In the weeks after getting married, newlywed bliss can come with a side of relief for some and post-wedding blues for others.
Or so I hear.
I managed to avoid all processing of post-wedding emotions by immediately uprooting my whole life afterward. Within three weeks of my wedding, I sold my house, quit my job, and moved to France from our home in the UK.
While I often imagined being engaged and planning my wedding when I was younger, I never expected to be juggling it with so many of life’s other biggest (and most stressful) events.
But my now-husband and I never fell out or argued throughout it all, which has to be a good sign.
I planned the wedding far in advance
We were engaged for just under 18 months and didn’t hire a wedding planner because I love design, organization, and hosting.
Unsurprisingly, I took the lead on wedding planning, but my husband certainly didn’t put his feet up, as he took charge of our move admin. We’ve moved for his job, after all.
After deciding where and when we wanted to have our wedding, we booked all our suppliers well in advance — we’d picked a June Saturday, one of the most popular wedding days, so there was no time to wait. I was so excited that I wanted to get on with it too.
lucie watson/Lucie Watson Photography Limited
There was a bit of a lull between choosing suppliers and making choices like our menu and music, but I tried to do as much as possible in advance, ticking off little things like buying toiletries for our restroom boxes.
Fortunately, I never really felt stressed about the wedding planning; it was more everything else going on around it, how much there was to do, and the fact that it was stealing my mental capacity away from wedding planning.
But on the flip side, I realized that not being able to focus solely on the wedding was a good thing, as it meant I couldn’t become completely consumed by it.

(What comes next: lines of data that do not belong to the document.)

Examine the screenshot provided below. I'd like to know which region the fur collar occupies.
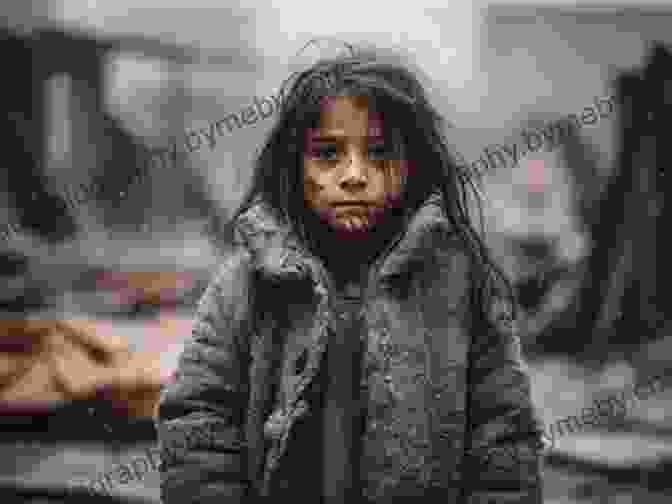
[234,193,454,288]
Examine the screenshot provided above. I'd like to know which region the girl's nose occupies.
[340,155,368,189]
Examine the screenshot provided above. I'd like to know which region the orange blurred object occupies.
[0,320,162,417]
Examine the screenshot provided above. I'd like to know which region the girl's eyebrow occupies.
[309,130,385,142]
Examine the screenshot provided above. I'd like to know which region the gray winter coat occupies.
[157,191,542,504]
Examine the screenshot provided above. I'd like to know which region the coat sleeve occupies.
[156,253,251,504]
[464,296,543,504]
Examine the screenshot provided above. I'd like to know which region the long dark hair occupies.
[230,44,515,317]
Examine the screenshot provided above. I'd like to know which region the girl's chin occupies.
[330,219,373,239]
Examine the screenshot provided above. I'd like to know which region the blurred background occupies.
[0,0,672,504]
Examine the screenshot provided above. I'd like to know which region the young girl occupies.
[157,45,542,504]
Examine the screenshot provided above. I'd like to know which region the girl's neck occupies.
[307,209,403,285]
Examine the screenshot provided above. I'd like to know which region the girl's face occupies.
[303,97,407,236]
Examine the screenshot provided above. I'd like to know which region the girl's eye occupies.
[369,144,394,161]
[310,145,338,161]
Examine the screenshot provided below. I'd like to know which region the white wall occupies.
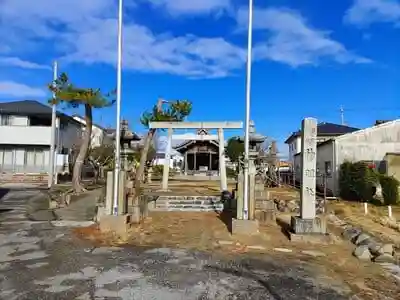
[0,126,51,145]
[153,155,183,168]
[317,141,336,191]
[58,122,82,149]
[73,116,105,148]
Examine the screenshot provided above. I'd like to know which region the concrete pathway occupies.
[0,190,356,300]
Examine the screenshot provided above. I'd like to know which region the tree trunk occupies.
[134,99,163,197]
[72,104,93,194]
[135,129,156,196]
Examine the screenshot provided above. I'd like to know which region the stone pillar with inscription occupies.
[291,118,326,239]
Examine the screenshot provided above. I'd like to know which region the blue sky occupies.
[0,0,400,158]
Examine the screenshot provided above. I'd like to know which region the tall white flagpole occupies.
[243,0,253,220]
[113,0,123,215]
[47,61,57,188]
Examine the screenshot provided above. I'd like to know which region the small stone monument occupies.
[290,118,327,240]
[232,121,266,234]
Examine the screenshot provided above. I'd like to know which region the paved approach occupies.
[0,189,349,300]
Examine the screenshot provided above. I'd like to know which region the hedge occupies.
[339,161,379,201]
[379,175,400,205]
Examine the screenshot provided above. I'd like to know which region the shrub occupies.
[226,167,237,178]
[339,161,379,201]
[379,175,400,205]
[152,165,175,177]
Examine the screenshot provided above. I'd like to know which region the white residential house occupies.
[72,115,112,148]
[285,122,359,166]
[153,150,183,170]
[0,100,82,181]
[295,119,400,196]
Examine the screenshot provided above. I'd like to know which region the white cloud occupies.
[0,0,245,77]
[0,57,51,70]
[61,19,245,77]
[344,0,400,26]
[0,81,47,98]
[145,0,231,15]
[237,8,371,67]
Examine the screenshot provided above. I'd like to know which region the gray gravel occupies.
[0,189,356,300]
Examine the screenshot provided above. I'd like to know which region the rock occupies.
[217,240,233,245]
[353,232,371,246]
[382,244,394,255]
[353,245,371,260]
[27,209,57,221]
[368,241,383,256]
[342,227,361,241]
[274,248,293,253]
[287,200,299,212]
[301,250,326,257]
[374,253,396,263]
[247,245,265,250]
[379,217,389,226]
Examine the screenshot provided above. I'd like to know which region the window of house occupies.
[325,161,332,177]
[1,115,11,126]
[25,148,46,168]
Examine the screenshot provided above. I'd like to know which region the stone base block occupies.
[289,232,336,245]
[128,206,142,224]
[232,219,259,235]
[290,216,327,234]
[99,215,130,235]
[256,209,276,223]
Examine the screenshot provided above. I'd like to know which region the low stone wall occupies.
[0,173,48,183]
[329,215,398,264]
[149,196,224,212]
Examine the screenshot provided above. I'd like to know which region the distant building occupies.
[0,100,82,181]
[174,129,219,176]
[285,122,359,165]
[294,119,400,196]
[72,115,115,148]
[153,152,183,170]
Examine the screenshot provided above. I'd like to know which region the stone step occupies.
[156,200,222,205]
[157,196,221,201]
[151,207,223,212]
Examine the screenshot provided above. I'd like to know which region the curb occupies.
[26,192,57,221]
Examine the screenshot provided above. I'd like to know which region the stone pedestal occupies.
[289,217,333,244]
[232,219,259,235]
[290,216,327,234]
[128,205,141,224]
[99,215,130,235]
[105,171,114,215]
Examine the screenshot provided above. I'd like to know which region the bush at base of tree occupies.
[379,175,400,205]
[339,161,379,201]
[226,167,237,178]
[152,165,175,177]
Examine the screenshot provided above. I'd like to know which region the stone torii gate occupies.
[149,122,243,192]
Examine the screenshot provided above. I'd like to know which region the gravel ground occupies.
[0,189,359,300]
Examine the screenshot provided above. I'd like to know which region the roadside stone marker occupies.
[291,118,326,241]
[300,118,317,219]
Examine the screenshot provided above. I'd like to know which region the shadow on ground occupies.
[205,259,350,300]
[0,188,10,200]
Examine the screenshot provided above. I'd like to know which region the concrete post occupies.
[300,118,317,219]
[218,128,228,192]
[249,159,256,220]
[162,128,173,191]
[118,171,128,215]
[236,170,244,220]
[106,171,114,215]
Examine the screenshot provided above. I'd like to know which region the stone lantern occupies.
[238,121,267,159]
[120,120,140,171]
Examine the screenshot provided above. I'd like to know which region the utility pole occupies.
[243,0,253,220]
[340,105,345,125]
[47,61,57,188]
[113,0,123,215]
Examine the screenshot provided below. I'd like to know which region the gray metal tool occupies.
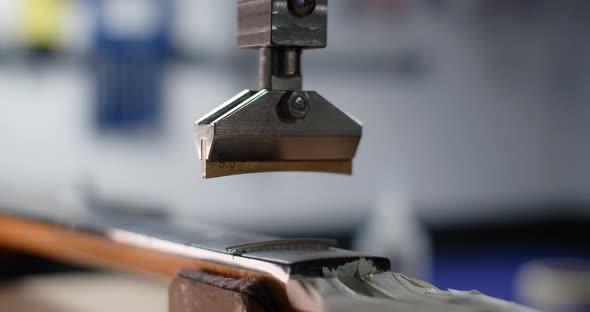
[195,0,362,178]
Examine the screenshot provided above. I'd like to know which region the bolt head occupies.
[286,92,311,119]
[289,0,316,17]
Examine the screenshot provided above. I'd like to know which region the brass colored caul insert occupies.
[203,160,352,179]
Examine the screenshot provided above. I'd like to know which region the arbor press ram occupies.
[195,0,362,178]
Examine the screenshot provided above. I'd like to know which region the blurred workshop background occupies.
[0,0,590,311]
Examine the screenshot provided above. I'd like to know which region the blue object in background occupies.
[92,0,173,130]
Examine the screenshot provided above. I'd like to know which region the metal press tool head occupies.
[195,0,362,178]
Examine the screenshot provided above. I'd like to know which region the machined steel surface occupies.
[238,0,328,48]
[195,0,362,179]
[195,90,362,178]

We couldn’t control the house sale timeline
Initially, I didn’t want to sell our house because I didn’t want the added layer of stress to take away from my enjoyment of wedding planning, but once we realized renting didn’t make financial sense (and we weren’t wedded to returning to the house or area), I reluctantly accepted that we should sell.
Courtesy of the author
Trying to align the house sale with the move date while still fitting in our wedding was incredibly complicated. Of course, we had no idea how long it would take to get an offer once our house was on the market or how long the sale would take to go through.
When the house we’d lined up to move into in France fell through a month before the wedding, I couldn’t believe it. Fortunately, my husband happened to be in France at the time, so he was able to dash to the south coast as I frantically tried to set up house viewings while on a friend’s bachelorette weekend in the UK.
I had to accept that there were some things we simply couldn’t control, and although we ended up having to move out of our house sooner after the wedding than we’d have liked, it was manageable.
I had to prioritize
Moving to France meant leaving my full-time role at Business Insider, so it felt like the right time to launch my freelance career.
Ideally, I’d have liked to have lots of meetings with editors and contacts before moving, but I had to accept that there simply wasn’t time for much with everything else going on, and that was OK.
I was mentally at capacity, so I had to prioritize and accept that some things could wait until afterward — and the latest Netflix series isn’t going anywhere either. It’s amazing how much more you can get done in a week if you cut down from two episodes of a series each night to one.
While I took some time off work to get married, I kept my job as long as possible. On my final day, I started the drive to France immediately after closing my laptop.
For a while, we felt like we just needed to get through everything. Once we were married, had sold the house, and had successfully settled in France, we thought we could finally breathe.
It hasn’t exactly gone like that, as the culture shock has been greater than expected. But ultimately, all of these huge things we’ve squeezed into a short space of time have been good, exciting things, so I do feel really lucky.
It turns out that decompressing in the sunshine of southern France with a glass of rosé and some fresh bread is a great way to relax.